Friday, January 13, 2012

Preparing for Battle in Northeast North Carolina


The combined fleet of the "Burnside Expedition," as it left Hampton Roads for Cape Hatteras
With Cape Hatteras secured Union ground forces in mid 1861, both sides recognized that one of the next targets would be the Albemarle Sound.  Confederate forces were under the command Norfolk-native Commodore William F. Lynch (most famous for leading a U.S. Navy expedition to the Holy Land in 1840s to prove the existence of the Biblical cities of Sodom and Gomorrah) and the 33rd Governor of Virginia, Brigadier General Henry A. Wise. The two men did not get along very well, with Confederate Army officers not taking the threat of a Union attack seriously and not shipping more heavy guns to Roanoke Island. Most of the 179 guns guarding Norfolk and Portsmouth were geared towards an attack from Hampton Roads, not from the south.

On the Union side, Brigadier General Ambrose Burnside had begun assembling a combined task force in Annapolis and Hampton Roads.  With the blessing of General George McClellan, Burnside assembled a 12,000-man division made up of men mostly from coastal towns.  He then integrated with the division, a squadron of lightly armed steam gunboats.  The U.S. Navy under the control Flag-officer Louis Goldsborough and Dublin, Ireland-native Commander Stephen Rowan assembled their own force of more heavily armed, light draft gunboats.  By the beginning of 1862, sixty gunboats and transports had assembled in Hampton Roads.

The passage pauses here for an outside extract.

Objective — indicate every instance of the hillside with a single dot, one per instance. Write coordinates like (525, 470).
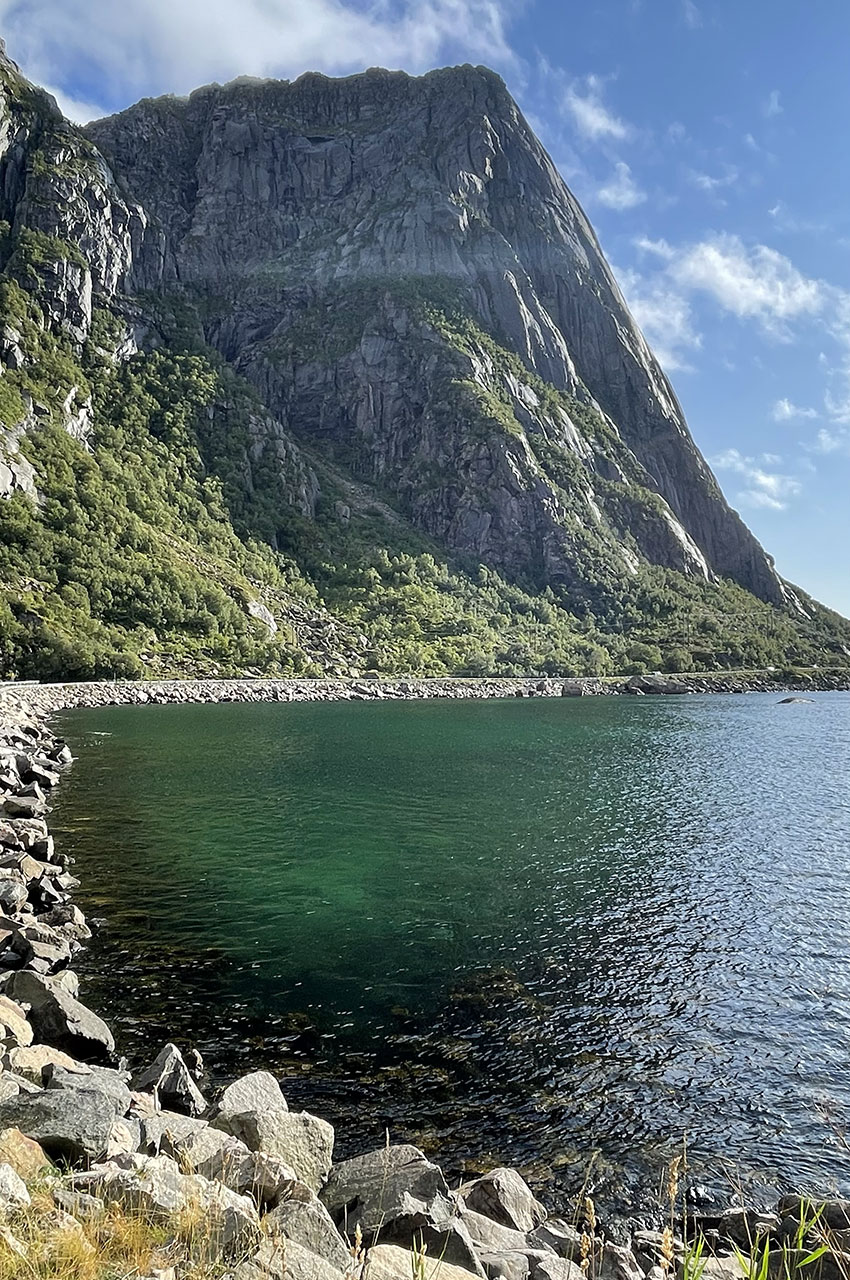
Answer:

Like the Port Royal expedition, Confederate intelligence saw the task force forming in Hampton Roads.   Unlike the Port Royal expedition, they had know idea where it was going.  Speculation ran from targets in North Carolina, South Carolina, or even an assault down the Elizabeth River and Norfolk.  This was due to better secrecy on the Union side as individual ship commanders did not receive their orders until the day they left Hampton Roads.   In early January 1862, the fleet deployed.  Their target: Roanoke Island.